Darin werden die Arten von Zentren – mit der Notaufnahme verbundene und einzelhandelsbasierte Zentren – und ihre jeweiligen Akzeptanzraten detailliert beschrieben. Es werden Anwendungen vom Erkältungs- und Grippemanagement bis hin zur Frakturbehandlung abgedeckt, wobei die Bereitschaft der Infrastruktur und die Diagnosefähigkeit pro Standort hervorgehoben werden. Der Bericht schlüsselt Markttrends in den Bereichen Personalausstattung, Patientenpräferenz, Fernberatung und Integration chronischer Krankheiten auf.

Geografisch bietet es detaillierte Leistungseinblicke aus Nordamerika, Europa, dem asiatisch-pazifischen Raum und dem Nahen Osten und Afrika, unterstützt durch die Anzahl der Einrichtungen, das Patientenaufkommen und Kennzahlen zur digitalen Transformation. Die Marktdynamik wird anhand von Treibern wie Zugang und Erschwinglichkeit der Gesundheitsversorgung, Einschränkungen wie Ärztemangel und Möglichkeiten in KI und mobilen Pflegeeinheiten bewertet.

Der Bericht beleuchtet außerdem wichtige Unternehmensstrategien, Top-Wettbewerber nach Patientenbesuchen und neue Servicemodelle wie pädiatrische Notfallversorgung und apothekennahe Kliniken. Darüber hinaus werden Investitionsmuster, Produktinnovationen und regulatorische Herausforderungen untersucht, die sich auf die Skalierbarkeit auswirken.

 
 
 

Markt für Notfallzentren Berichtsabdeckung

BERICHTSABDECKUNG DETAILS
Marktgrößenwert in USD Million in 2025
Marktgrößenwert bis USD Million bis 2034
Wachstumsrate CAGR of % von 2020-2023
Prognosezeitraum 2025 - 2034
Basisjahr 2025
Historische Daten verfügbar Ja
Regionaler Umfang Weltweit
Abgedeckte Segmente
Nach Typ
Nach Anwendung

Häufig gestellte Fragen

Der weltweite Markt für Notfallzentren wird bis 2033 voraussichtlich 86451,5 Millionen US-Dollar erreichen.

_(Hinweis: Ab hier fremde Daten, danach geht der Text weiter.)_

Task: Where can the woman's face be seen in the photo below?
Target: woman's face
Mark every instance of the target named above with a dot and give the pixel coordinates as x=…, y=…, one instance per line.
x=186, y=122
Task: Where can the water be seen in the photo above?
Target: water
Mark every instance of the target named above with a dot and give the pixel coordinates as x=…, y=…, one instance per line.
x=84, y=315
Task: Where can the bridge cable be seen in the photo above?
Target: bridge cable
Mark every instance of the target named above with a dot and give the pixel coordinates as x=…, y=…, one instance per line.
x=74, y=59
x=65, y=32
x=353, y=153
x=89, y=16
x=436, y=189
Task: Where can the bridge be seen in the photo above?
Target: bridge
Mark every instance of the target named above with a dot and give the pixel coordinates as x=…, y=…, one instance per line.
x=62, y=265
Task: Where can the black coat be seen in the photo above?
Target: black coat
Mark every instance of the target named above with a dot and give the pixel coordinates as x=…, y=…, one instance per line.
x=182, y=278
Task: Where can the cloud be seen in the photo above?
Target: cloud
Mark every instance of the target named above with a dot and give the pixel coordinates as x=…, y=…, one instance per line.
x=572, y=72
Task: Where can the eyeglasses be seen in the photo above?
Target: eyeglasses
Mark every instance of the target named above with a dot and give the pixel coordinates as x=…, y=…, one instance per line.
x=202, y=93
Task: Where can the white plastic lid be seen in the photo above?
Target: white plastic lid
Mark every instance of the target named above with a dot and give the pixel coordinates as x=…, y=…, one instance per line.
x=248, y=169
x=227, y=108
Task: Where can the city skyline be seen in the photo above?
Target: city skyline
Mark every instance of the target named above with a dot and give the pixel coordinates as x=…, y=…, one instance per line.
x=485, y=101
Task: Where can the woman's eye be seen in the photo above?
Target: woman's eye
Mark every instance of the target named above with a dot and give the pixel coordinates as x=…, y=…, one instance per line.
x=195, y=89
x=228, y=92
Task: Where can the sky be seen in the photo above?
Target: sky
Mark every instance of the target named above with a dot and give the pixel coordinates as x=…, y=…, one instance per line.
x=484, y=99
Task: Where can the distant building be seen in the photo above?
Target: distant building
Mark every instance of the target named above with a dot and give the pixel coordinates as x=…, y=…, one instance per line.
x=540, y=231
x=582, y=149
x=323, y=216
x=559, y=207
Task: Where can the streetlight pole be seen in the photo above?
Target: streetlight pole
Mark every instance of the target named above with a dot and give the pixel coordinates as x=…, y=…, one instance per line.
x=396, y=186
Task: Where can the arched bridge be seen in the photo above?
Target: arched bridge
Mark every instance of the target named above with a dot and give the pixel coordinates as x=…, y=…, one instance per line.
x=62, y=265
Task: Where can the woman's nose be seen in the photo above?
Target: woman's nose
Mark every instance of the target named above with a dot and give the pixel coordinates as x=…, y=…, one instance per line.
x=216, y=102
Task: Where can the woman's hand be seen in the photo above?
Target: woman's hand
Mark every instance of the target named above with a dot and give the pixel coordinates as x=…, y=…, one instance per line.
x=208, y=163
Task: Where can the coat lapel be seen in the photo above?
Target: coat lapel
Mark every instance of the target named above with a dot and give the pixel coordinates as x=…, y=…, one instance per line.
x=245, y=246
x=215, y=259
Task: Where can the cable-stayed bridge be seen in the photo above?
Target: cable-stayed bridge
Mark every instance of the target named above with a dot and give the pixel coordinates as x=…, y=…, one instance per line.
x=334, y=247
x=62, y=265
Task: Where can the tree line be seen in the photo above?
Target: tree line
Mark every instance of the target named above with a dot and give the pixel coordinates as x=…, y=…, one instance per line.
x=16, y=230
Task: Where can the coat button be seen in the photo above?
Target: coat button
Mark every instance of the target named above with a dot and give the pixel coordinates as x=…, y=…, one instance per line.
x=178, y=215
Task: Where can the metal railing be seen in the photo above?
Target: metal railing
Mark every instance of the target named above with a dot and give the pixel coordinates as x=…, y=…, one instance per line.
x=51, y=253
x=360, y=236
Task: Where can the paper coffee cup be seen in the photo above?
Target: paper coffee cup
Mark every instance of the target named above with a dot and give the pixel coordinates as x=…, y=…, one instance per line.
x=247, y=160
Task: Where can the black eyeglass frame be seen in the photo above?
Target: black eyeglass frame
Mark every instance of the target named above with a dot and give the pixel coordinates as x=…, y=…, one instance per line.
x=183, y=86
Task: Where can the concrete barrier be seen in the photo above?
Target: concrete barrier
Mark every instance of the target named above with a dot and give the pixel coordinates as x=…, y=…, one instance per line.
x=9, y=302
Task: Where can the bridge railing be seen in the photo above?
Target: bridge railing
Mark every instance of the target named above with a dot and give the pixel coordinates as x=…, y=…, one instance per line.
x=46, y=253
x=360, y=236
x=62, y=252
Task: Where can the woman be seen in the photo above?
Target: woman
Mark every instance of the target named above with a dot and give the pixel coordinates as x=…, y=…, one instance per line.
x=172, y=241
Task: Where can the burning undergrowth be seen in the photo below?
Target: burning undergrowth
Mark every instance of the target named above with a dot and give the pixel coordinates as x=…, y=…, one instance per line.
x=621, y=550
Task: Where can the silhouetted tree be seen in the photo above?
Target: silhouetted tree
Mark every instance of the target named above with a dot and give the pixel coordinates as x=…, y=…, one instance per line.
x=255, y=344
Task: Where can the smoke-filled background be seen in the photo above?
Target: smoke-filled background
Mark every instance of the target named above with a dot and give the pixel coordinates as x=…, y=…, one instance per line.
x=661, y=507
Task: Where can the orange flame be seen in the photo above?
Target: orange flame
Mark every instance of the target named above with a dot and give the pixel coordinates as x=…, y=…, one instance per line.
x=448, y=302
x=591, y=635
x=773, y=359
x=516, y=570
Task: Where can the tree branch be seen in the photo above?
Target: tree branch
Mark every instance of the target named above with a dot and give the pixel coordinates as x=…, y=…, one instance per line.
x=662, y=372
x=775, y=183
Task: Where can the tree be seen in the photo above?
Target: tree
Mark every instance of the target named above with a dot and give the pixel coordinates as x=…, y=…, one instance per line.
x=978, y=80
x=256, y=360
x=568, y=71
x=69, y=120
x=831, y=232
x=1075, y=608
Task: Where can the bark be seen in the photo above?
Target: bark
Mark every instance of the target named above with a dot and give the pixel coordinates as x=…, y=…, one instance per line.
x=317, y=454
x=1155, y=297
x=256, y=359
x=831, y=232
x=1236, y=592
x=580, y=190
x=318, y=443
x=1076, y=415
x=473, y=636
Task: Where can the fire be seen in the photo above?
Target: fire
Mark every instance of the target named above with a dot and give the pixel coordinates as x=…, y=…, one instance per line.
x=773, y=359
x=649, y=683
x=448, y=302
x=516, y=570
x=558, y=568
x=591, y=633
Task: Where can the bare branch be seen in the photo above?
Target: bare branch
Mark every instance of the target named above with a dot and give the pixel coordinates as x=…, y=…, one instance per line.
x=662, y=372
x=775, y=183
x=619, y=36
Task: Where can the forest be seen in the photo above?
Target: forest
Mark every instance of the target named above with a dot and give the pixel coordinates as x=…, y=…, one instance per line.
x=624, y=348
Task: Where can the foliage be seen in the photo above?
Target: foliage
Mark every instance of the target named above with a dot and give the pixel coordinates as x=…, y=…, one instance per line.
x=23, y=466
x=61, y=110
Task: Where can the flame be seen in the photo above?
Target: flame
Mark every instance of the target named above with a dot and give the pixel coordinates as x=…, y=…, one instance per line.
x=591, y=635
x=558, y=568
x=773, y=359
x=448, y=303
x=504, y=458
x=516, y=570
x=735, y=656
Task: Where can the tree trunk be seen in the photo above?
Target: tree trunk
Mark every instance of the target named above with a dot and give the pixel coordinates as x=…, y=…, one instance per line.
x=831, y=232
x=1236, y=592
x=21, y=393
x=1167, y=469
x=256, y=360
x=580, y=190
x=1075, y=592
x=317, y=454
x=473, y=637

Es wird erwartet, dass der Markt für Notfallzentren bis 2033 eine jährliche Wachstumsrate von 4,9 % aufweisen wird.

American Family Care, Aurora Urgent Care, Bellin Health, CareNow, CareSpot, Concentra, Dignity Health Care, Doctors Care, FastMed, Intermountain InstaCare, MD Now, MedExpress Urgent Care, NextCare, Patient First, Physicians Immediate Care, TexasMedClinic, U.S. HealthWorks.

Im Jahr 2024 lag der Marktwert der Notfallzentren bei 27.200,57 Millionen US-Dollar.